When you’re in the first few baby steps of your business, the common notion is that you have to nurture all of the pioneers: the first accounts you opened, your first staff, the first clients, and so on.  But just like any other bad relationship, the proverbial “It’ll get better” concept becomes your biggest hindrance from growing.  If you don’t want to get stuck in a bad situation, you have to recognize red flags.  Your business is a big part of your life.  Why stay with people who give you nothing but a really bad headache?

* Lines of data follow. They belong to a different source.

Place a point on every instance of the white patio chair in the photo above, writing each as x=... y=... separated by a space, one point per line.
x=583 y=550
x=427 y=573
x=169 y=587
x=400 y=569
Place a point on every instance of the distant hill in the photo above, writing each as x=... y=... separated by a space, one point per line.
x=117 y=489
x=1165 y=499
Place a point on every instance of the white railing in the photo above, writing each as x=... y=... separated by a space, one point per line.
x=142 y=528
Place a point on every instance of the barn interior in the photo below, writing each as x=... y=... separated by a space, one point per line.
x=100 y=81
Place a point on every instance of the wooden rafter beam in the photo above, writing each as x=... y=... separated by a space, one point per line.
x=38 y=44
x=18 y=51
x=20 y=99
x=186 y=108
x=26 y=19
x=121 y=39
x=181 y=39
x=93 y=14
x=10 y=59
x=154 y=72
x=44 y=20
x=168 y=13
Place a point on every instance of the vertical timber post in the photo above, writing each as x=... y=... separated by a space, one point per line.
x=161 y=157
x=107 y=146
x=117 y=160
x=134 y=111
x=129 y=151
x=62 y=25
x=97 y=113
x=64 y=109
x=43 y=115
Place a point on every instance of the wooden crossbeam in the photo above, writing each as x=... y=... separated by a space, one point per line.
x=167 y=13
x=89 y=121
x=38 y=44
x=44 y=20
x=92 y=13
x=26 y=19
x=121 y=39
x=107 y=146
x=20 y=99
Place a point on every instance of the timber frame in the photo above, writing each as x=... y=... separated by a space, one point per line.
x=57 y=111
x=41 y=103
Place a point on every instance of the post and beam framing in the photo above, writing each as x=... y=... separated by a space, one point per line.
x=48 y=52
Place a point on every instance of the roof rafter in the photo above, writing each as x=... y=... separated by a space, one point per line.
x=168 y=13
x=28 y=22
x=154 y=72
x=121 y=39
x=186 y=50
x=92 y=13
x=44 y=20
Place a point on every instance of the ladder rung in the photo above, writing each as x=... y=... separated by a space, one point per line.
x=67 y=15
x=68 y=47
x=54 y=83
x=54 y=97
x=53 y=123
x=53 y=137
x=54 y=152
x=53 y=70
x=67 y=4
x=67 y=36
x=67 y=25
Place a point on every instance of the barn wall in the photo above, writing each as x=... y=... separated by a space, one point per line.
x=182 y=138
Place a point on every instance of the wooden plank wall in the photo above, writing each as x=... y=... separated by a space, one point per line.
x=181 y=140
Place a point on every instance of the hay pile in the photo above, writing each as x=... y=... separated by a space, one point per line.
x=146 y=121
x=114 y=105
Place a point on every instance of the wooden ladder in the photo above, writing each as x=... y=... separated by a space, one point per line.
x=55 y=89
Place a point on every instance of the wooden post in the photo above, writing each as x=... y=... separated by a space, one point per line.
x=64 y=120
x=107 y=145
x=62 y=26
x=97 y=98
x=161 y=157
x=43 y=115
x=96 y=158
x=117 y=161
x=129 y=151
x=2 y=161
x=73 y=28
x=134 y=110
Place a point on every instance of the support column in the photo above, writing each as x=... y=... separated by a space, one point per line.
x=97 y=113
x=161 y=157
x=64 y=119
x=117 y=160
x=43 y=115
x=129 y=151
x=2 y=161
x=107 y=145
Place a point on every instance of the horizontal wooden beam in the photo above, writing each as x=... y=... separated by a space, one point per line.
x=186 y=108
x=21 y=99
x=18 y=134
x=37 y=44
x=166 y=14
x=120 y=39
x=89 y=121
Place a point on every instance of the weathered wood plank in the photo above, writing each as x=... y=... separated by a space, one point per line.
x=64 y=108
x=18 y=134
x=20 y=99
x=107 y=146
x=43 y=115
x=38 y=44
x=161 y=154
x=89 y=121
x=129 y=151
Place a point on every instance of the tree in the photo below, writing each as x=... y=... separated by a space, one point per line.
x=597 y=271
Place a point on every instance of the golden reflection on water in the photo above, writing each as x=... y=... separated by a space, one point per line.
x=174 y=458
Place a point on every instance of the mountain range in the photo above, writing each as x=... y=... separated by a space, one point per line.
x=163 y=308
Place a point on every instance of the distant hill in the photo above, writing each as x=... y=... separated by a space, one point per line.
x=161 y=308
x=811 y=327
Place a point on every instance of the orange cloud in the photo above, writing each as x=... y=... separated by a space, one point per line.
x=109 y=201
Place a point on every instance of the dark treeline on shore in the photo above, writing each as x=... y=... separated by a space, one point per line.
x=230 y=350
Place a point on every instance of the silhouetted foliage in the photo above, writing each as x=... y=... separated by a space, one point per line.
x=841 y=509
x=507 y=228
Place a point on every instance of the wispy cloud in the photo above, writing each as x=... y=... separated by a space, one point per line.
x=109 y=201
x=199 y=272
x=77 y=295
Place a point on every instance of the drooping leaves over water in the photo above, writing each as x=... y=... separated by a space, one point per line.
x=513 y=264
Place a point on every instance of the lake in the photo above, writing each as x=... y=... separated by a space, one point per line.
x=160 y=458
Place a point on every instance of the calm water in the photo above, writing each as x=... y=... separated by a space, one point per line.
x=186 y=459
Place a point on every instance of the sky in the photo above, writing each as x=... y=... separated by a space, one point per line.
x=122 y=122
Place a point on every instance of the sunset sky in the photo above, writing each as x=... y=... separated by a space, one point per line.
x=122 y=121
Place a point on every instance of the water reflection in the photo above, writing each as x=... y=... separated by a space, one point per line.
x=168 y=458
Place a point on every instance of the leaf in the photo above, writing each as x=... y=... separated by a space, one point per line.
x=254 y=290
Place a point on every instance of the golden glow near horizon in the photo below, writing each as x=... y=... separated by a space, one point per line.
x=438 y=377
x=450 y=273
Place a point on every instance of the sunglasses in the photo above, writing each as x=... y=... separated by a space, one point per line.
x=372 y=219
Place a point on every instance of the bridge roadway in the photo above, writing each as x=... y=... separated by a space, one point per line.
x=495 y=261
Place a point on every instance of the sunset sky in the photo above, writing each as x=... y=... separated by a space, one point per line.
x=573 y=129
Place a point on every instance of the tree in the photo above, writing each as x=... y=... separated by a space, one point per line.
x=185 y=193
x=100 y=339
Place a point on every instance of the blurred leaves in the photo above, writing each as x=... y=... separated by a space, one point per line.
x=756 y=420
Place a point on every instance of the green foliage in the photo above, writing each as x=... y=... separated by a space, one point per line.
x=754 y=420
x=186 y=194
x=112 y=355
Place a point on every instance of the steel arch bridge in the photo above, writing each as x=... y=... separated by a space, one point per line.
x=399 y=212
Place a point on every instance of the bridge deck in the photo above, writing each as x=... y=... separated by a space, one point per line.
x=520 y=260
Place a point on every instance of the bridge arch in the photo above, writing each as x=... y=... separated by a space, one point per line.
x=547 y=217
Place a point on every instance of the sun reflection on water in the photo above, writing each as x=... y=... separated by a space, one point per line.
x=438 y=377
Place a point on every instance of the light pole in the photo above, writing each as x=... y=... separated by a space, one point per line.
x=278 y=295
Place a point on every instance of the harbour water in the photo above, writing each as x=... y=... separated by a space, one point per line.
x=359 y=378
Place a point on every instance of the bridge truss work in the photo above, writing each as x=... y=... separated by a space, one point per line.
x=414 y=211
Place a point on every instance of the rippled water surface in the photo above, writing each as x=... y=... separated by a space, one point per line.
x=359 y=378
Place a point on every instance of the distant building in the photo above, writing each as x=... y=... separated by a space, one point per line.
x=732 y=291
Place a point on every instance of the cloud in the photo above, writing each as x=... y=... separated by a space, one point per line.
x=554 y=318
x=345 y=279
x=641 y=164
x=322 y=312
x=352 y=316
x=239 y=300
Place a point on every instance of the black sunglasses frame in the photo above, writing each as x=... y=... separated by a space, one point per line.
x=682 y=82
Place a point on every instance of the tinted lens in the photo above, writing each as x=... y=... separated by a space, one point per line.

So, what are the signs that you have to breakup with your client?

Financial

Time and time again, I’ve told my family, friends, and clients “If you’re in business for anything but money: Quit now!”  The point is if you’re in business with a client whose demands outweigh the compensation by a longshot, say goodbye.

I know a few newbie business owners who made their first big boo-boos by entering into bad contracts.   And by that I mean, going into business which may be detrimental to your company financially.  Maybe somewhere along the way, someone made a mistake in the quotations.  If the contract is going to cost your company to collapse, get out.  Now, under these circumstances, the first course of action is to explain the situation and renegotiate the terms.  I had this client who was in the construction business who experienced just that.  Through the course of the contract, he realized that someone made a boo-boo in the quotations for the retaining walls they had to supply.  During construction they found that a part of the mountain needed more reinforcement, meriting a design change.  They realized that if they continued the project with the initial design, the wall’s integrity will fail.  If they enforced it, they would lose too much money.  Thankfully, Lady Fortune was on his side and his people found a new engineering plastic material that far exceeds the existing design and capacity of a retaining wall.  At the end of the day, renegotiations were made with the client.  On a happy note, they were able to resolve the problem through cheaper means (new plastic material), passing the cheaper costs to the main contractor, and eventually giving discounts to a client.  At the end of the day, everyone was happy.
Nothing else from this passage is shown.